Speculation has been swirling around the reported sale of Selfridges to Thailand’s Central Group since the Times first revealed the two parties had reached an agreement last Thursday. Neither the Weston family, which owns Selfridges, nor Central Group has confirmed the deal, which is expected to close by the end of the year. And while Central Group’s publicly listed subsidiary, Central Retail, has denied any involvement in the transaction, multiple reports suggest that another division of
of the conglomerate is involved in the talks.
The Westons are said to be seeking £4 billion for their European department store assets, including Selfridges’ four stores in the UK, Brown Thomas and Arnotts in Ireland, and De Bijenkorf in the Netherlands. Here is everything we know about the sale so far.
Who is Central Group?
Central Group is a Thai conglomerate owned by the Chirathivat family. Valued at more than US$12.9 billion, it has subsidiaries in multiple industries, including retail.
“Central Group is one of the ‘big three’ Thai retailers and shopping centre developers/operators. The other two being Siam Piwat and The Mall Group,” Michael Baker, a retail expert based in Bangkok and former head of research for International Council for Shopping Centers, told Inside Retail.
“Central’s superregional malls and department stores are ubiquitous in Thailand. It also operates specialty stores in multiple categories and owns department stores outside Thailand, including the KaDeWe in Berlin and the Rinascente chain in Italy.”
What does it mean for the future of Selfridges?
Central Group’s experience with the department store format, particularly with upscale department stores in Europe, such as La Rinascente, suggests it could be a good fit as the new owner of Selfridges.
“Central Group’s success in the European department store space should bode well for Selfridges,” Bradley Grinlinton, head of retail and consumer products at Publicis Sapient, told Inside Retail.
“They’ll be a proven set of hands who know the upmarket department store business well and can quickly leverage Selfridges’ native strengths in brand and location.
It also raises the possibility of international expansion.
“It could be a conduit for bringing the Selfridges brand to Asia but I don’t know if that is part of Central’s intent in buying it,” Baker said, though he wouldn’t advise it.
“It has been excruciatingly difficult for department stores to successfully expand internationally because their cache rarely seems to extend across borders.”
Selfridges was founded in 1908 by Gordon Selfridge. It was revitalised in the 1990s under the direction of Vittorio Radice, who now runs the Rinascente chain for Central Group, and was crowned Best Department Store in the World four times between 2010 and 2018.
Today, Selfridges is regarded as one of the best examples of experiential retail, offering highly creative and constantly changing store concepts and brand collaborations to drive foot traffic into stores. It has reported a sales increase every year for the last decade, reaching £1.97 billion (AU$3.72 billion) in sales in the year ending February 2, 2020, though this number likely plummeted during Covid.
Still, Grinlinton believes Selfridges is doing a lot of things right.
“Don’t change what isn’t broken – aka the brand and its range. Look at opportunities to build on these strengths in product curation and amplify in-store experiences (possibly using digital). Build on loyalty. But ultimately don’t change the brand’s DNA,” he said.
What does it say about the future of department stores?
The sale has been described by some sources as a once-in-a-generation opportunity, but given department stores’ shrinking share of the overall retail market, is it a good investment?
For Grinlinton, the deal proves that department stores still have a future – at least, some of them do.
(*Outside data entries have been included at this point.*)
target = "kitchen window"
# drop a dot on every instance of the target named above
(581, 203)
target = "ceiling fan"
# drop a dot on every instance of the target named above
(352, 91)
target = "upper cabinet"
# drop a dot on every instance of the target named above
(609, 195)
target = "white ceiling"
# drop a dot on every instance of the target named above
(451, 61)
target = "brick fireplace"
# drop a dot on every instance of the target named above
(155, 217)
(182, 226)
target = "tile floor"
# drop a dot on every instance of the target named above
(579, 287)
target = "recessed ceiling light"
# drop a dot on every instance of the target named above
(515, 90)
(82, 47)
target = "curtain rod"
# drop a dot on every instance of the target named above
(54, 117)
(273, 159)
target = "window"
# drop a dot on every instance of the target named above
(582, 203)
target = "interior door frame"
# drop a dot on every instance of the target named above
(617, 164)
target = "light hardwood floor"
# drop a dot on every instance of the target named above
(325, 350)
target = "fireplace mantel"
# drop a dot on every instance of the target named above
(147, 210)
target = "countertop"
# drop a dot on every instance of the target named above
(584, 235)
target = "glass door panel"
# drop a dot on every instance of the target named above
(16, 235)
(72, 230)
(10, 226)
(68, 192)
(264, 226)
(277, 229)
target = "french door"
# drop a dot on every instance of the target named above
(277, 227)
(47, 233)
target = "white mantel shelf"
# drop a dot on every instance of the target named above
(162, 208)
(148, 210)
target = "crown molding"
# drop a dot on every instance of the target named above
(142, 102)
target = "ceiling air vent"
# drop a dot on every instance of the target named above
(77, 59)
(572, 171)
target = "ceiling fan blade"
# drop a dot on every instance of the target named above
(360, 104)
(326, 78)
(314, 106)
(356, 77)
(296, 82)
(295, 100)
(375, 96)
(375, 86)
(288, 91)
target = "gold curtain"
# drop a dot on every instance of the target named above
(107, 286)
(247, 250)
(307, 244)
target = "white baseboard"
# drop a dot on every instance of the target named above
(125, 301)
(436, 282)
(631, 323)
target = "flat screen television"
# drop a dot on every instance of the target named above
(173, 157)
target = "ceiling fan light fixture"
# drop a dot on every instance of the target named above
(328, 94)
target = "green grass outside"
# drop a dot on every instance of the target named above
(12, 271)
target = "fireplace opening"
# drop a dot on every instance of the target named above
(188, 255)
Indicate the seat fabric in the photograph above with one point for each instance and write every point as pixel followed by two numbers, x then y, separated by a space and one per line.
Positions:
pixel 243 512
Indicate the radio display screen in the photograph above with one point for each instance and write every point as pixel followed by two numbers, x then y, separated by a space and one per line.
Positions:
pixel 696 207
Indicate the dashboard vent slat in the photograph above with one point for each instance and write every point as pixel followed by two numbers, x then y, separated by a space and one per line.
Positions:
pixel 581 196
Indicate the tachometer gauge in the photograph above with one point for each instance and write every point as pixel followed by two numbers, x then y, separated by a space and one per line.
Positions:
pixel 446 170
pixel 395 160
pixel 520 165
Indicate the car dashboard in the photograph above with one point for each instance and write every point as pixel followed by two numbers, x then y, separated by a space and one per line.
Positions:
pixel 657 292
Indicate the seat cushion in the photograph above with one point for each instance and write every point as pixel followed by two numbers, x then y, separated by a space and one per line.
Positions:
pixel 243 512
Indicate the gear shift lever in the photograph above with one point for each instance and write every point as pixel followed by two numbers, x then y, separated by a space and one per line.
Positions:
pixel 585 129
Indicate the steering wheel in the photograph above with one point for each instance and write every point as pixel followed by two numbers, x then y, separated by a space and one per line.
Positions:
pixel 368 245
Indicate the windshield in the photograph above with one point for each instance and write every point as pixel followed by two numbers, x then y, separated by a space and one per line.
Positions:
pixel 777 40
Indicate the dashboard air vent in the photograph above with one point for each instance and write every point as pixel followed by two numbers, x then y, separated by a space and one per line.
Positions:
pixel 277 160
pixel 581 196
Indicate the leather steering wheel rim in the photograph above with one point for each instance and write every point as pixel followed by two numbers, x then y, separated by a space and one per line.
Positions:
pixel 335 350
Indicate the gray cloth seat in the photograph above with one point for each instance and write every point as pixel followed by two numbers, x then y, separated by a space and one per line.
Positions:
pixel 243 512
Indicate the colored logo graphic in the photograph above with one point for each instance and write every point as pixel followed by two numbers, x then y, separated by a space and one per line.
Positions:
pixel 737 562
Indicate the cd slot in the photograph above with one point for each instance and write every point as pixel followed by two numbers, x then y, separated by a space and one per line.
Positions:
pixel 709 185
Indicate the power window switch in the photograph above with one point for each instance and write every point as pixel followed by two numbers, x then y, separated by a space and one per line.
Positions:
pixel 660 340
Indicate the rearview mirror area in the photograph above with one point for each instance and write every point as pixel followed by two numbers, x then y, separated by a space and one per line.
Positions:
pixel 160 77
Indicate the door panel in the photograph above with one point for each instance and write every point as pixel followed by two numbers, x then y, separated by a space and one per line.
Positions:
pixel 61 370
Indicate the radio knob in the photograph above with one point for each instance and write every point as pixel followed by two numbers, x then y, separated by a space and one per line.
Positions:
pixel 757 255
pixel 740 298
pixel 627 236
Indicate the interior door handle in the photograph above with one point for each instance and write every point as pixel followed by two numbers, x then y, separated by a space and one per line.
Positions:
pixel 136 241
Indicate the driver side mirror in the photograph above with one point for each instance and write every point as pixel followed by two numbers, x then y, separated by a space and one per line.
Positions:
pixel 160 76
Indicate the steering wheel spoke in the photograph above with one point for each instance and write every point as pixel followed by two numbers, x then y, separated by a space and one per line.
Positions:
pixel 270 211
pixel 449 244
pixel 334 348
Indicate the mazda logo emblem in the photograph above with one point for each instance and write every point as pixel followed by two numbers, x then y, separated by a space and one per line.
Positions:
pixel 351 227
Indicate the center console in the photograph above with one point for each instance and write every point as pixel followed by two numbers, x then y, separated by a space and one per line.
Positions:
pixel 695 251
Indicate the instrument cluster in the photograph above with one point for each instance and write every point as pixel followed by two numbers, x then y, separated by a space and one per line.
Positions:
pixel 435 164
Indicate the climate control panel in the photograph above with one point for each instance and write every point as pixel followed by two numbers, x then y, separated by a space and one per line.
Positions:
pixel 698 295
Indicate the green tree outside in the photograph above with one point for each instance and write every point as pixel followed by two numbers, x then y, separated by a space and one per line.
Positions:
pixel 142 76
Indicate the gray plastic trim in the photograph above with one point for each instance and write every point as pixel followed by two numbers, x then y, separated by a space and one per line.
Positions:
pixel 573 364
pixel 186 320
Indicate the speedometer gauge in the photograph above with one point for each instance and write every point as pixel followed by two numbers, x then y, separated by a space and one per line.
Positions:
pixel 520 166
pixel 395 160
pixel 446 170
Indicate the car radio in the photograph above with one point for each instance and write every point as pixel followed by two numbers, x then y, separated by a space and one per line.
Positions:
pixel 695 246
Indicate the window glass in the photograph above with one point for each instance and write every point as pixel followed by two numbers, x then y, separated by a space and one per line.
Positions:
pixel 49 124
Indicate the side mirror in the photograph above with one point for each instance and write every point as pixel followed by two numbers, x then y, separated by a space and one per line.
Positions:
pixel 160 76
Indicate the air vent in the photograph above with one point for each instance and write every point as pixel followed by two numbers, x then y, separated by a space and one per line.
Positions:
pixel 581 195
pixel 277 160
“For department stores that have a differentiated brand or product proposition, there’s still plenty of legs left in the space. Selfridges are a destination retailer and tourist attraction on top of simply being a department store,” he pointed out.
However, Dr Seshan Ramaswami, a marketing professor at Singapore Management University, is less optimistic.
“The department store format as a one-stop shopping format for household semi-durable goods is in trouble across the world. Of all the retail formats, this is perhaps the most affected by internet commerce,” he told Inside Retail.
“At best, those retailers still operating in this format can attempt ‘clicks-and-mortar’ – seamlessly merging both an online and offline presence. They can source exclusive merchandise not available easily online. And they can focus on a high quality customer sensory experience in the store. But in the longer run, the format will likely fade away as it will be tough to sustain the high quality of experience and assortment while keeping prices low.”